New names, new looks
Revolution Indoor Cycling became Vim. ... Huntsman Springs became Tributary. ... Movieworks and Jackson Twin Cinema installed comfy reclining seats and introduced online ticketing and seat reservations. ... Snow King Hotel began renovating its guest rooms. ... The Westbank Grill got a face-lift. ... After a long closure due to a burst pipe, E.leaven reopened with an updated interior.

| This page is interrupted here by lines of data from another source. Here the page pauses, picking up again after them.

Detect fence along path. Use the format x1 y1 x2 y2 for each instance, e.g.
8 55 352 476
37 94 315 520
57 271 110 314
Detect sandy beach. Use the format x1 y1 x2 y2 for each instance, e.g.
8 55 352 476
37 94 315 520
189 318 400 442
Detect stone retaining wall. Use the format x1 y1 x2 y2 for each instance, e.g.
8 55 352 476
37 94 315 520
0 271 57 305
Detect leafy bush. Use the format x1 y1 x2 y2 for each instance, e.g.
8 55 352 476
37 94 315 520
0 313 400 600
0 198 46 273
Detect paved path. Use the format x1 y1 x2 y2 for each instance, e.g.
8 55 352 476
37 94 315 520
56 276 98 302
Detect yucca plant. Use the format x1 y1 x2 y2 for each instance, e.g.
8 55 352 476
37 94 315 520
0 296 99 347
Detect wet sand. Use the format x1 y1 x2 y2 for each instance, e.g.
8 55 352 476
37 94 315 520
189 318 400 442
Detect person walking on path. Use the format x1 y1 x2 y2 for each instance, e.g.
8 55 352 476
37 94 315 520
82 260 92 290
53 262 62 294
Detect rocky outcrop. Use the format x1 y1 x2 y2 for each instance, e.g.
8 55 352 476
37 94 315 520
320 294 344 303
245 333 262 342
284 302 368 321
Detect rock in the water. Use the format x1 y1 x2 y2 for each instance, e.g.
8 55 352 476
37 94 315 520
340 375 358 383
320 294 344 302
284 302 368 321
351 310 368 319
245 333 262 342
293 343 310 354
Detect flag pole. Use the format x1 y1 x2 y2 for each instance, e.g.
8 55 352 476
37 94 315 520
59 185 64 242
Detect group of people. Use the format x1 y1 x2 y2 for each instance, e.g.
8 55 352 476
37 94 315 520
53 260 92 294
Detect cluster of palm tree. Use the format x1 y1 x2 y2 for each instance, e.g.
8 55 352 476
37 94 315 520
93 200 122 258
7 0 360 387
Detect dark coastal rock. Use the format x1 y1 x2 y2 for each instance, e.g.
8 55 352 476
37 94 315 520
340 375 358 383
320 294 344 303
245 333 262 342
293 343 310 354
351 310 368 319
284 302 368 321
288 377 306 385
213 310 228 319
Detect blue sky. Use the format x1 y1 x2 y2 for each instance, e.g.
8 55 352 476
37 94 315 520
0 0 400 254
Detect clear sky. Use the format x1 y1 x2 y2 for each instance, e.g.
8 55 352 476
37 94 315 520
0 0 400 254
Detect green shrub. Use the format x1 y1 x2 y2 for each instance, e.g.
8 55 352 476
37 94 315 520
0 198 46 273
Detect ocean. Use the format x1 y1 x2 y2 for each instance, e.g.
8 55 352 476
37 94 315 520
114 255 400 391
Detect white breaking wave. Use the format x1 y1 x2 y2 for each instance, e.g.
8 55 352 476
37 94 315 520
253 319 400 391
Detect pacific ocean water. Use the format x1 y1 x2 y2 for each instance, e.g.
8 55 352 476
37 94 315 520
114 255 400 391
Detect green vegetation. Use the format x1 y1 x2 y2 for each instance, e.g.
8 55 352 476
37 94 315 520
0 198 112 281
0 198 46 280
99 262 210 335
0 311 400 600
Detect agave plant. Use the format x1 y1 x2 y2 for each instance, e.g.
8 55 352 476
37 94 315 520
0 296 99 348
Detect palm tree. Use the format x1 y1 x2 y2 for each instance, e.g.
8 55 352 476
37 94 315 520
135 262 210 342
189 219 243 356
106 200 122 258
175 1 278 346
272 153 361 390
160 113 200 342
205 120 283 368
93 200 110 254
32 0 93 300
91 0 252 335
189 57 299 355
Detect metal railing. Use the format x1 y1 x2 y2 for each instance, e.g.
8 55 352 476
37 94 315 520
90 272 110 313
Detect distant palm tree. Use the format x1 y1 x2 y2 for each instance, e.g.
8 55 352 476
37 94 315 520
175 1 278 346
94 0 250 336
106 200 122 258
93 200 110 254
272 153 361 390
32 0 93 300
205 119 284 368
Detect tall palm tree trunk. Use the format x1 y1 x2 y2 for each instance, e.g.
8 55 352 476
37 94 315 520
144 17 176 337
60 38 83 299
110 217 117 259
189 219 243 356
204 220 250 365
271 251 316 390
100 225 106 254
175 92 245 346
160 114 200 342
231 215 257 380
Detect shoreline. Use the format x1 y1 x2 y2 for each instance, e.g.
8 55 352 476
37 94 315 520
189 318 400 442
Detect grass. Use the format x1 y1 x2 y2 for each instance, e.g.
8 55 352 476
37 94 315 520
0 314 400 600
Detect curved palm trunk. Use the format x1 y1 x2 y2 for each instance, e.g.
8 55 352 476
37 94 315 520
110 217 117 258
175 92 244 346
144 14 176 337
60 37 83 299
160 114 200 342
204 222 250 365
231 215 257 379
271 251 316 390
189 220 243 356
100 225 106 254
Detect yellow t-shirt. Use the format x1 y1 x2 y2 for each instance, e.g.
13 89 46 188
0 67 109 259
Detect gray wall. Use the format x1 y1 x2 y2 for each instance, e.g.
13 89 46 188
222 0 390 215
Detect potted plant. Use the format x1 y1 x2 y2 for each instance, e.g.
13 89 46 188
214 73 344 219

Chuck Schaap, owner of Teton Mountaineering since 1971, sold the shop to his longtime manager, Rex Hong. ... KDG Capital, a real estate firm in Tampa, Florida, announced it purchased Snow King Hotel. ... Wade McKoy and Bob Woodall of Focus Productions, publisher of Jackson Hole Skier, the Jackson Hole Dining Guide and the Grand Teton and Yellowstone Adventure Guide, sold the business to Keli Lessing. ... Mountain Property Management acquired New West Property Management. ... Rick Hollingsworth, who ran the Million Dollar Cowboy Bar gift shop for more than 30 years, bowed out as bar manager Silver Dollar Inc., decided to consolidate management of the shop with that of the retail operation in its other Jackson property, The Wort Hotel. ... A “for lease” sign went up outside the Pink Garter Theatre.
Among Jackson businesses that crowdfunded on Kickstarter this year, Give’r took the cake with a haul of nearly $1 million to launch its Frontier mittens. ... Powwater and Mountainist took top honors at the annual Pitch Day. ... New businesses that sprouted included Sticks and Stones, Jackson Hole Goat Yoga, Wheel Wranglers and Wolf’s Jackson Hole.